Let’s start with an uncomfortable truth.
In many organisations, the board does not fully trust the IT numbers placed in front of them.
Not because anyone is being misleading. Not because the IT team is underperforming. But because the numbers often lack context, comparability and clarity.
If you have ever been asked questions like “Why does our IT cost more than others?” “Are we properly resourced?” or “How do we know this investment is justified?”, you will know exactly what we mean.
When confidence in the numbers start to wobble, confidence in decisions wobble too. And that is where risk starts to creep in.
The Real Issue Is Not the Data
Most IT teams have plenty of data. In fact, many have too much.
They can report on tickets closed, system uptime, project milestones, headcount, supplier costs and infrastructure spend. Dashboards look impressive. Reports are detailed.
The challenge is not availability of data. It is alignment.
Board members are not asking whether the service desk answered 92 percent of calls within target. They are asking whether IT is appropriately funded, commercially efficient and strategically aligned.
If the numbers do not clearly answer those questions, trust erodes quietly in the background.
Five Reasons Boards Struggle to Trust IT Reporting
1. There Is No External Reference Point
Without benchmarking, costs and performance figures exist in isolation. A £5 million infrastructure spend might be excellent value. It might be excessive. Without peer comparison, it is impossible to know.
Boards are used to market comparators in finance, procurement and HR. When IT cannot provide similar context, it feels exposed.

Example: Cost per user compared to peer best, mean and worst positions.
2. Metrics Are Operational Rather Than Strategic
Operational KPIs matter, but they rarely tell the whole story. Boards care about value, risk, resilience and return on investment.
If reporting focuses heavily on technical activity rather than business outcomes, the strategic narrative becomes blurred.
3. Costs Are Not Normalised
IT cost per user, per device or per location can vary widely depending on how they are calculated. If definitions are inconsistent or unclear, comparisons lose credibility.

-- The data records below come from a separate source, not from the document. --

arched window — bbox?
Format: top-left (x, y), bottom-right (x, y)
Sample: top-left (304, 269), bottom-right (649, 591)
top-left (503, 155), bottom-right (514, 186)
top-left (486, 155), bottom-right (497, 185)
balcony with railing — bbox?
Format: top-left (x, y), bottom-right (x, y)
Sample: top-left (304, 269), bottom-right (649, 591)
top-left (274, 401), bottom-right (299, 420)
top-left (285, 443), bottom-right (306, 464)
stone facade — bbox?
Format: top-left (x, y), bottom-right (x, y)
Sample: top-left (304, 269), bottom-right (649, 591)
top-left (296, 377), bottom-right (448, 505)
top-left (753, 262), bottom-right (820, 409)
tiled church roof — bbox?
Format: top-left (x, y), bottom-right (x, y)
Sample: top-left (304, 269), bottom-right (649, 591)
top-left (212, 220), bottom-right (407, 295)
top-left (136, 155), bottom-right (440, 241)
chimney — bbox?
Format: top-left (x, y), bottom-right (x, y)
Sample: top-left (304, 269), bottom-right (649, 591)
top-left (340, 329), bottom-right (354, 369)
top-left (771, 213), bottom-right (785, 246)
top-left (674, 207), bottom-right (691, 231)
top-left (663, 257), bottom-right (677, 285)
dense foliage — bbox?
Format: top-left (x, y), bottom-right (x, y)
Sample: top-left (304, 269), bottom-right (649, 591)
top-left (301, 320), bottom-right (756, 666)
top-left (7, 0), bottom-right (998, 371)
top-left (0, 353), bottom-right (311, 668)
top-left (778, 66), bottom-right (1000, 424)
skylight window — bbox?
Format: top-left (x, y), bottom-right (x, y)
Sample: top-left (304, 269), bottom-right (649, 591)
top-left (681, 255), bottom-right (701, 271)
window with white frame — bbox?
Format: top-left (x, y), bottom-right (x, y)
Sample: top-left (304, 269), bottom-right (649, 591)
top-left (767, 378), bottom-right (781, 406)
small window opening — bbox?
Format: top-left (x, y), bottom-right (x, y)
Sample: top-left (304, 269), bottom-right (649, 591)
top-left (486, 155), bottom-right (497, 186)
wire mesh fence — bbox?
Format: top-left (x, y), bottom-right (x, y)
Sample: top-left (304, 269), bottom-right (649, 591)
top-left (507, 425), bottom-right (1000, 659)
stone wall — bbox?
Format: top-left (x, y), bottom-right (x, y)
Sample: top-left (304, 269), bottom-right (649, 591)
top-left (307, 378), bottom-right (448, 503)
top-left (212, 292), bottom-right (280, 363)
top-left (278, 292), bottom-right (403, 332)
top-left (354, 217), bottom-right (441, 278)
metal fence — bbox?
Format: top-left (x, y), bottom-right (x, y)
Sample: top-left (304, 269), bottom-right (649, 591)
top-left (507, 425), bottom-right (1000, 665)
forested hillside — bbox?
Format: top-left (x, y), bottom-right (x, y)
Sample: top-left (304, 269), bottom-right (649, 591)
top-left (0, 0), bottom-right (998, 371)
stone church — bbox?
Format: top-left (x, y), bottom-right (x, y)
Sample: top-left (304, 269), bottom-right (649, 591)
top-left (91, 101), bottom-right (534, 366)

Consistency and transparency are critical if the numbers are to withstand scrutiny.
4. Supplier Contracts Lack Commercial Context
Many organisations sign long-term contracts without fully understanding whether pricing remains competitive over time.
When renewal conversations begin, boards understandably ask whether better value could have been achieved.
5. Investment Cases Are Built on Assumptions
Transformation programmes often rely on projected efficiencies or risk reduction. If those assumptions are not supported by credible data, boards hesitate.
What Trust Looks Like
When boards trust IT numbers, conversations change.
Questions shift from challenge to collaboration. Discussions become forward looking rather than defensive. Decisions are made more quickly and with greater confidence.
Trust does not come from glossy slides. It comes from clarity, independence and comparability.
This is what board-ready IT reporting looks like in practice. A single view that combines cost, performance, peer comparison and executive insight.

How to Fix It
Introduce Independent Benchmarking
Benchmarking provides the missing context. It answers the question most boards are really asking: Are we broadly in line with comparable organisations?
It highlights where costs are high, where service levels are strong and where risks may be hiding.
Align Reporting to Business Outcomes
Translate technical metrics into commercial impact. Instead of reporting server uptime alone, link availability to operational continuity. Instead of listing project milestones, connect delivery to measurable business benefit.
Be Transparent About Methodology
Clearly explain how costs are categorised and how comparisons are made. Transparency builds credibility. And in a world where AI tools can generate polished dashboards and persuasive summaries in seconds, boards still need assurance that the underlying data has been validated, sense checked and independently grounded in reality.
Use Data to Support Investment Cases
When proposing investment, show how current performance compares to peers. Demonstrate where under investment may increase risk, or where over investment may signal inefficiency.
The Bigger Picture
Ultimately, this is not just about numbers. It is about confidence.
Boards need to feel assured that IT spend is proportionate, risks are understood and strategic decisions are evidence based.
When that assurance is in place, IT moves from being questioned to being trusted. From cost centre to strategic partner.
A Final Thought
If board conversations around IT feel tense, repetitive or overly detailed, it may not be a performance issue.
It may simply be a trust gap.
The good news is that trust can be rebuilt. With clear benchmarking, transparent reporting and commercially grounded analysis, IT leaders can walk into board discussions with confidence rather than caution.
And when the numbers stand up to scrutiny, so does the strategy behind them.